The third global coral bleaching event in history was declared this year by the U.S. National Oceanic and Atmospheric Administration (NOAA). The agency predicts record ocean temperatures will cause mass bleaching and coral reef loss well into next year. By the close of 2015, NOAA estimated that almost 95 percent of U.S. coral reefs will have been exposed to conditions that can cause corals to bleach.

 

Pacific Ocean sea surface temperature anomalies during the last major El Niño in 1997 and in 2015. Image courtesy of NOAA Climate Prediction Center.
Pacific Ocean sea surface temperature anomalies during the last major El Niño in 1997 and in 2015. Image courtesy of NOAA Climate Prediction Center.

8. Godzilla El Niño

One of the strongest El Niños in history, if not the strongest one, spiked sea-surface temperatures in large swathes of the Pacific.
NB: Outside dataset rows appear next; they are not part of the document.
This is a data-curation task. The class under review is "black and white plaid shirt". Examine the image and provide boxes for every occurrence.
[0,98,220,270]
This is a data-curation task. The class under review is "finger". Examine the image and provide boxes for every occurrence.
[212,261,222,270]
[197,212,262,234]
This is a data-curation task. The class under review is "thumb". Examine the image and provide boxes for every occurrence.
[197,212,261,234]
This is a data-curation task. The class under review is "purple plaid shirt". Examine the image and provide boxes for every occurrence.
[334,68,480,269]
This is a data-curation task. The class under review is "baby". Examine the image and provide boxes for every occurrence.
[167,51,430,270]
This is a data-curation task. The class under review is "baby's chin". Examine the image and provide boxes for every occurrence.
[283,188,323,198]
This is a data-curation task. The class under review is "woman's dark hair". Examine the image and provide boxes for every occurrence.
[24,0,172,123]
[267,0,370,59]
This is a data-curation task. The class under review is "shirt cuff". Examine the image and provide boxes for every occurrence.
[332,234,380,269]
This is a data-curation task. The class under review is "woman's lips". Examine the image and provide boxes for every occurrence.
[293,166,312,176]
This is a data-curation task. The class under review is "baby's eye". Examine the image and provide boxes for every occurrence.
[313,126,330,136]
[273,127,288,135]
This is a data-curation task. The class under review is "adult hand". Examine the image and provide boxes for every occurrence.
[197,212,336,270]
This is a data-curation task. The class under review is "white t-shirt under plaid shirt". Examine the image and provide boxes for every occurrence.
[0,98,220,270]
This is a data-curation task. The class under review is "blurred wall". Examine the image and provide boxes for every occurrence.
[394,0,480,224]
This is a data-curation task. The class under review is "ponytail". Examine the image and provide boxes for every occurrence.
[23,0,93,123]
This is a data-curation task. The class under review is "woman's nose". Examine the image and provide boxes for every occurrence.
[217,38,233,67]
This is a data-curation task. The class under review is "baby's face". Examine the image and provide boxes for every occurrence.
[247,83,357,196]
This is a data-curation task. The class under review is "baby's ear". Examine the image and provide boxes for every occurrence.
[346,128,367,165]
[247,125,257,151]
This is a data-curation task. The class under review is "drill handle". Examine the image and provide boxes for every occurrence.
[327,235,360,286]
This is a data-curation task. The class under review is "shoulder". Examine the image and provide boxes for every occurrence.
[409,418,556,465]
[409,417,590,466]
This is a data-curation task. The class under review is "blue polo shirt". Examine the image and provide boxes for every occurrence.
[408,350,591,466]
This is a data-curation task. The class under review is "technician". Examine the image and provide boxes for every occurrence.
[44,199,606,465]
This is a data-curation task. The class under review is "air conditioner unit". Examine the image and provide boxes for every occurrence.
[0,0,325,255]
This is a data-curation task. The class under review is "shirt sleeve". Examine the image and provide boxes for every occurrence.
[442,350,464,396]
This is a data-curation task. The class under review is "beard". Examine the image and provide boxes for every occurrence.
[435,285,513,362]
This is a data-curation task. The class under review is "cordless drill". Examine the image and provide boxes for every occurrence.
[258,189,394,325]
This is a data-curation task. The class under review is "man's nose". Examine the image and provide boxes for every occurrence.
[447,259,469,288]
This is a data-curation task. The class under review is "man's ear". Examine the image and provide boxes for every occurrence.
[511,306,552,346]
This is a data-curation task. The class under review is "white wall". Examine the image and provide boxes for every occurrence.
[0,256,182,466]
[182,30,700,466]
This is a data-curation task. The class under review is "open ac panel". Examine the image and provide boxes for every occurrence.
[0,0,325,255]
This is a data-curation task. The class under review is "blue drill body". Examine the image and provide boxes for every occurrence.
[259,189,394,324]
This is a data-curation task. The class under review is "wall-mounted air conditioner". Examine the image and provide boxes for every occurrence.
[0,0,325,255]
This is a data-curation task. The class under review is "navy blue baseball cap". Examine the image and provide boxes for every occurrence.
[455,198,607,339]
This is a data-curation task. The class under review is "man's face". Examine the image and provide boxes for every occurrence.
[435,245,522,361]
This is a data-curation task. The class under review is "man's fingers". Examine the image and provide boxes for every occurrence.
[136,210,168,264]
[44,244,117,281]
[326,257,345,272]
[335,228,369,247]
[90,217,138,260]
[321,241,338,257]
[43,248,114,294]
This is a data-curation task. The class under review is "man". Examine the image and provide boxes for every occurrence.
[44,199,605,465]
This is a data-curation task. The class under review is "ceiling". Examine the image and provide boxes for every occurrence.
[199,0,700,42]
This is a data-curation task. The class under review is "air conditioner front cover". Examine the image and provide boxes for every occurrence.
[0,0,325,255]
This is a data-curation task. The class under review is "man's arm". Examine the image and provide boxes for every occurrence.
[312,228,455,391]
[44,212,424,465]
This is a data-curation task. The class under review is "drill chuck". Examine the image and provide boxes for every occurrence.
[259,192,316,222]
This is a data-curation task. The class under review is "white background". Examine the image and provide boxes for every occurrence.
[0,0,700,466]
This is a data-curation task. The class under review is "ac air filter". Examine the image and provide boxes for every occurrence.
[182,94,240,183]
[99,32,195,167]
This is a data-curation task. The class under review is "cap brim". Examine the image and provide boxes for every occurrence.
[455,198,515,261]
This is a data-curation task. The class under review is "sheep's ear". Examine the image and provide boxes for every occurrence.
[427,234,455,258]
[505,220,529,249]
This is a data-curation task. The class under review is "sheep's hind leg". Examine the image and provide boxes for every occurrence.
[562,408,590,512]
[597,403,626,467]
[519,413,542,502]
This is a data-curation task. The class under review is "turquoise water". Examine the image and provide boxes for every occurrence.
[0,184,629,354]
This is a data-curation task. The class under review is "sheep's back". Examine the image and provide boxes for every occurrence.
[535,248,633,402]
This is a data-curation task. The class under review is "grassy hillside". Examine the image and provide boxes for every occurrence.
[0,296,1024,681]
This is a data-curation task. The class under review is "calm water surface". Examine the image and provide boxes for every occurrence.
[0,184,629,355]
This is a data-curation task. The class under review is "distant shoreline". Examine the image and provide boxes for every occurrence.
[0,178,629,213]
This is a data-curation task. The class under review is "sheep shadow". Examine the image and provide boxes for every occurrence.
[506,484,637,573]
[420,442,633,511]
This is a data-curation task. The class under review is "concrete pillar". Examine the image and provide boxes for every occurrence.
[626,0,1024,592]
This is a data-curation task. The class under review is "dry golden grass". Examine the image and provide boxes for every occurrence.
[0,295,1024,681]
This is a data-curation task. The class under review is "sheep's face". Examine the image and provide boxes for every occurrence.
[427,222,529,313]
The so-called “Godzilla El Niño” sent bio-oddities like sea snakes and warm-water sea turtles travelling far along cold-water coastlines like California’s. An El Niño of this magnitude deeply disrupts patterns of ocean productivity and global weather. The El Niño of 2015 contributed to California’s highest recorded strandings of marine animals like sea lions by reducing food availability and to a record number of whales there becoming entangled in fishing gear by creating unusual oceanographic conditions that scientists believe led whales to spend more time inshore.

 

Steel jacket foundations rise at the Block Island Wind Farm in Rhode Island. Photo courtesy of Deepwater Wind.
Steel jacket foundations rise at the Block Island Wind Farm in Rhode Island. Photo courtesy of Deepwater Wind.

9. Ocean power plants

Construction began this year off the coast of Rhode Island on the first offshore wind power plant in the United States, which will include a grand total of five turbines. While Europe and Asia operate thousands of offshore wind turbines, this move potentially signals a radical shift in America’s apprehensiveness to getting involved in marine power. 2015 also saw two of the world’s largest tidal power projects, located in the United Kingdom, move closer to completion. Together the two tidal projects are slated to produce around 700 megawatts of electricity — about the same output as a small nuclear power plant.

 

10. A less hot, less sour ocean future

2015 has crushed temperature records on land and sea and will emerge as the hottest year for which we have written records. One hundred ninety-six nations responded by deciding in Paris during the 21st session of the Conference of the Parties that they don’t want a hotter and more acidic ocean — and that the world will endeavor to control emissions and hold increases in global temperature to well below two degrees Celsius. Small island nations in the Pacific that will be heavily affected by ocean warming, acidification, and sea-level rise assumed a strong leadership role in these dialogues of change. Making good on the promises of the Paris Agreement will be essential to securing an ocean future we want and will need.

CORRECTION 12/31/15: A previous version of this story stated that Palau committed to protect 500 square kilometers of marine habitat. Palau actually committed to protect 500,000 square kilometers.